If our cooperating partners want to start up the mountain while the weather holds, I’m going with them. ”
“Who is the leader?” Brannezzo’s tone seemed sharper.
“Me and the Ghost of Jalkapanga!” shouted Phen as Koda half-dragged her toward the biggest airsled. “We’re gonna be rich! We’ll buy our own starship! Tell my father to suck flux!”
“Who’s making all that racket?”
“The leader.” His mouth twitched in a momentary smile. “I think she’s miffed.”
Sairy snorted. Easy-going Phen was usually slow to anger, but once she blew, she rivaled a volcanic eruption. Her meddling parent was probably in for a rough few ten-days after they got back.
“She sounds like she’s gliding high on the local exotic chems. Better wait until I get there.”
“Like I said, not my decision. Ping me when you’re in the area and I’ll send you an updated location and route advisory.”
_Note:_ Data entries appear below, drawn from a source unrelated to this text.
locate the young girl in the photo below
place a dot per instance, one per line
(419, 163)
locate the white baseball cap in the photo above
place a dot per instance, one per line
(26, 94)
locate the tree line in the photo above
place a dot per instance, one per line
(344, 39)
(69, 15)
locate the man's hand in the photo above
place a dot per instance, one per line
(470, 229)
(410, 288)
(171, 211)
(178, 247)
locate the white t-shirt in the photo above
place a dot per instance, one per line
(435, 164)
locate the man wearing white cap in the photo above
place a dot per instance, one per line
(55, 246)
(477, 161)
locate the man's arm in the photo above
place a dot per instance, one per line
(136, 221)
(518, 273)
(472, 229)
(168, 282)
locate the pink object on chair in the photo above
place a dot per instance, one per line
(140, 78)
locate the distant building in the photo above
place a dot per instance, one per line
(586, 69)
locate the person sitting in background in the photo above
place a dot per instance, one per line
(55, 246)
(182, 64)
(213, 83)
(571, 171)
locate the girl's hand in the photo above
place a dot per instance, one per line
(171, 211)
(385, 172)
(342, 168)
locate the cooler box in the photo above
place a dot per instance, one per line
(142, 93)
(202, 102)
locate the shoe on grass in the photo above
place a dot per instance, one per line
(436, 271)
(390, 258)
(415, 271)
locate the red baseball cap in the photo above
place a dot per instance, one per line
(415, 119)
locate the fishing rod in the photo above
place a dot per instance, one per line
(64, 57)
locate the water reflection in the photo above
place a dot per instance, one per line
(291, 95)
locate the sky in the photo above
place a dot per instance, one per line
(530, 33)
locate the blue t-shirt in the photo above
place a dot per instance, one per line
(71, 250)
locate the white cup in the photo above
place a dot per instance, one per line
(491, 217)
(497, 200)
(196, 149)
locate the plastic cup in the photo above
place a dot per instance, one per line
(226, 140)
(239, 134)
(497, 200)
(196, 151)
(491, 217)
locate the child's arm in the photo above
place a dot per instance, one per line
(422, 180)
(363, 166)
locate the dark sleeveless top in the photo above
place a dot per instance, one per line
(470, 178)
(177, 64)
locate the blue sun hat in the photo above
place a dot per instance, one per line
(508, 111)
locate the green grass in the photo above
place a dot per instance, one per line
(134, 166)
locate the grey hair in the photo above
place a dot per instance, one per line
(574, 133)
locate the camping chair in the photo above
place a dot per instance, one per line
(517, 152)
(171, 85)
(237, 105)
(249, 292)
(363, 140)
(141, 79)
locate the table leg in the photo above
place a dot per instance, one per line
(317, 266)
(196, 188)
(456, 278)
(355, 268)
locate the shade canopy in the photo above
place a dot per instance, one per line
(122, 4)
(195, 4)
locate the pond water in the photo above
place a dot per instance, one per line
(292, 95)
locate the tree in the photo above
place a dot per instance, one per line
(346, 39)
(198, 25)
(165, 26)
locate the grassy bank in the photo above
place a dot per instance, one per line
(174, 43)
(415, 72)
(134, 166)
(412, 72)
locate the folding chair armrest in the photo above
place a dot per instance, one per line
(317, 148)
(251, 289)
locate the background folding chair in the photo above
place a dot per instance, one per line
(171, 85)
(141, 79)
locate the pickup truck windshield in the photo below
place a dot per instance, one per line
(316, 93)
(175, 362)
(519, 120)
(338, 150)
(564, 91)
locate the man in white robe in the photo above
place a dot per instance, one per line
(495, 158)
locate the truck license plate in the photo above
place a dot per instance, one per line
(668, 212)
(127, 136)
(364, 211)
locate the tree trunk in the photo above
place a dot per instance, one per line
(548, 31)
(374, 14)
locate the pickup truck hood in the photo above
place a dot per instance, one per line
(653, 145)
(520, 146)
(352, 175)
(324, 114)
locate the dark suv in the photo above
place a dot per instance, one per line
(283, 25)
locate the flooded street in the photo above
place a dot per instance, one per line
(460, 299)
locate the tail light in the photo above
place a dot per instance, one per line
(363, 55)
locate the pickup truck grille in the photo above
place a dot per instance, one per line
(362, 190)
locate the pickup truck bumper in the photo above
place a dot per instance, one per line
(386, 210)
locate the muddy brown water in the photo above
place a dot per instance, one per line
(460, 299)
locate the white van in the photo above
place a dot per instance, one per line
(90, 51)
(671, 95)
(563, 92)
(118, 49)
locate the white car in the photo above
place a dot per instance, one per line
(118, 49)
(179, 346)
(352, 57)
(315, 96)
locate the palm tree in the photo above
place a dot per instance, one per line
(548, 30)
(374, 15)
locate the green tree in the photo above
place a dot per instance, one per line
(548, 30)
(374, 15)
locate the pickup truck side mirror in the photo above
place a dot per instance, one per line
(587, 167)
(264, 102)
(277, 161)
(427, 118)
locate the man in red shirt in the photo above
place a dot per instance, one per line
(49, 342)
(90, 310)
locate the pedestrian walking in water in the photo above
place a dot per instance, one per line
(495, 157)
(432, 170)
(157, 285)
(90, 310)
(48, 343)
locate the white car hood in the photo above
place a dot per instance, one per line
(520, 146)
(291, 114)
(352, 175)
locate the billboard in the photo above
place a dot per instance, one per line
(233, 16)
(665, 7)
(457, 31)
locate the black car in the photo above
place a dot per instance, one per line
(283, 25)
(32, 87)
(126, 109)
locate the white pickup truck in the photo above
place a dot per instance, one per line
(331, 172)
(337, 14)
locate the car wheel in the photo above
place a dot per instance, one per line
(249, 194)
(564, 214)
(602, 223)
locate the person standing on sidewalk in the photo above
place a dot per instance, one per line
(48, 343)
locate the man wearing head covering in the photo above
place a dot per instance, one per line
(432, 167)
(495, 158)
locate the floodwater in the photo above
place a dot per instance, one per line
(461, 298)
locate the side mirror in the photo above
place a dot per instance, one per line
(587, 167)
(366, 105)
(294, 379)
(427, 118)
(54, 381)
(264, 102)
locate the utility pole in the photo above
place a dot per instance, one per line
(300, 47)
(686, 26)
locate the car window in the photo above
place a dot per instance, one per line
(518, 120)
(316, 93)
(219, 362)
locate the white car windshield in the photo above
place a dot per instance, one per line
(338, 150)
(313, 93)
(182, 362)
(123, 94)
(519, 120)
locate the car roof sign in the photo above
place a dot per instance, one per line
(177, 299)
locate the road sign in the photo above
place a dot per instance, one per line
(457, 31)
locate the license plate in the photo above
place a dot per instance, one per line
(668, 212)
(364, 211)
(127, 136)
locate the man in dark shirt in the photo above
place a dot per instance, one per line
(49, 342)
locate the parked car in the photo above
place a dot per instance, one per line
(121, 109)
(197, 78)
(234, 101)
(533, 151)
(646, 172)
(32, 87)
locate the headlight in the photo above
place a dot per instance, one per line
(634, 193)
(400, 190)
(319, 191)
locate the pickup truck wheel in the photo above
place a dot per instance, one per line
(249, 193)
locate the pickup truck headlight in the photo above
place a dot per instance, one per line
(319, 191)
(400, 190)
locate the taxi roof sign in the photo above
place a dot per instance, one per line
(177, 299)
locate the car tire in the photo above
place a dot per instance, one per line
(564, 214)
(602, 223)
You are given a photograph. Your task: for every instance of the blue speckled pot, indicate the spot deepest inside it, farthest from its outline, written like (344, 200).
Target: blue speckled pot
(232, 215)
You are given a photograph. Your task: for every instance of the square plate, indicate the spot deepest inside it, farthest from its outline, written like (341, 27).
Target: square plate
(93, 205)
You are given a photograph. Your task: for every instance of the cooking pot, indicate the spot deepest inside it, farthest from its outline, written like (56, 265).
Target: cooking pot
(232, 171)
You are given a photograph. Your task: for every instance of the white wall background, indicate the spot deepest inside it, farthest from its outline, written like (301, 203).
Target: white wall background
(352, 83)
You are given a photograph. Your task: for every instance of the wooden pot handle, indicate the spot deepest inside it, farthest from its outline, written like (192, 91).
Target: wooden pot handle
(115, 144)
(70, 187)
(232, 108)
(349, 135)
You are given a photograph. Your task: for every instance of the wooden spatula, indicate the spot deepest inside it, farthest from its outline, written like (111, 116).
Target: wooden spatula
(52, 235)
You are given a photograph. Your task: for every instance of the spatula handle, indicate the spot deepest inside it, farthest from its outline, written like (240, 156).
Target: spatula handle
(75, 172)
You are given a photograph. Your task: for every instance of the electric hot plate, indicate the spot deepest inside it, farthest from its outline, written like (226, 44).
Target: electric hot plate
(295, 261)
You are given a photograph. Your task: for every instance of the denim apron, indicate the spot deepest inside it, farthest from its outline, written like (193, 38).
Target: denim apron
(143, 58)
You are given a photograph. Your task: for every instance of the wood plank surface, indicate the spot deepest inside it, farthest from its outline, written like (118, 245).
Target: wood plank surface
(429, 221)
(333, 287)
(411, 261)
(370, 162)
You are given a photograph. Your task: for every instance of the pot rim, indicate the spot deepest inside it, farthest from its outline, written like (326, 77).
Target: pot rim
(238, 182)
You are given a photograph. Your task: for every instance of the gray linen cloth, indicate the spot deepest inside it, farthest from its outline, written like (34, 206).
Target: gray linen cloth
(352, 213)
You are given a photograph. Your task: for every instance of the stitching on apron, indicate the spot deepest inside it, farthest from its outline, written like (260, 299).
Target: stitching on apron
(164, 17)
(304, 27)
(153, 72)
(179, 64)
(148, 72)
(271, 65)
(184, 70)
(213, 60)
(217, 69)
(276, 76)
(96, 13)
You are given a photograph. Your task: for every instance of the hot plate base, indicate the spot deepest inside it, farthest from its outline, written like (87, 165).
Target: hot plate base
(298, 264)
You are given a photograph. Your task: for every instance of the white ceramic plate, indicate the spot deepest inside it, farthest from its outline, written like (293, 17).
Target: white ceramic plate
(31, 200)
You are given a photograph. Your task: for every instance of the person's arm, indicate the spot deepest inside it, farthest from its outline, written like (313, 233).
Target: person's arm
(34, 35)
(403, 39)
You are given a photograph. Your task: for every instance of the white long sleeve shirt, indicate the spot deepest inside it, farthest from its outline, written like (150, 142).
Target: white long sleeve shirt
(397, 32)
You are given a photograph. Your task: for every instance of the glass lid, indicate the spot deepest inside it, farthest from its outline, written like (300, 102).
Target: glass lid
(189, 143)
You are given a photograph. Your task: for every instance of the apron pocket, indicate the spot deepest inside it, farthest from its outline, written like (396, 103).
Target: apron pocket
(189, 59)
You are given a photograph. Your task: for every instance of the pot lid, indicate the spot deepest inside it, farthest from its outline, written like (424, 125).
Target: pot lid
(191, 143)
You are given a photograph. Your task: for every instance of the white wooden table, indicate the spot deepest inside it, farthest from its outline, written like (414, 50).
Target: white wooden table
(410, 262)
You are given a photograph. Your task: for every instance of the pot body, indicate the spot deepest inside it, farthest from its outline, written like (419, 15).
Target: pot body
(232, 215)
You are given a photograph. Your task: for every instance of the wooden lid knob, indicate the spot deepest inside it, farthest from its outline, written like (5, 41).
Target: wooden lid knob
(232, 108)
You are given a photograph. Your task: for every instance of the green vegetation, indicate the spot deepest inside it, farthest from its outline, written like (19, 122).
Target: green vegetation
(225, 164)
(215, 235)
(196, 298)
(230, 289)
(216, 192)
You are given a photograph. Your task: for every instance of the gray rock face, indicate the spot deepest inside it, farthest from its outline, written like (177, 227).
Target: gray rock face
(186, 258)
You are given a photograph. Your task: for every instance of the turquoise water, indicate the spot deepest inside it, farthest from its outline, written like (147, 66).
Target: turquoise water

Houyen tapped the percomp controls and dropped his arm. He started to speak, then seemed to think better of it. With tightened lips and jerky movements, he set about guiding his airsled under the stand of trees.
Kyala, who now wore enough mud that it was dripping off her, sidled up to Sairy. She didn’t need the mental connection to know that the gargoyle wanted to be off having adventures, not perplexed by human conversations.
“You and me, both. Come on, let’s get the sled stowed and covered.”
She’d managed three and a half years of waiting and wondering. Now she just needed to survive five more days.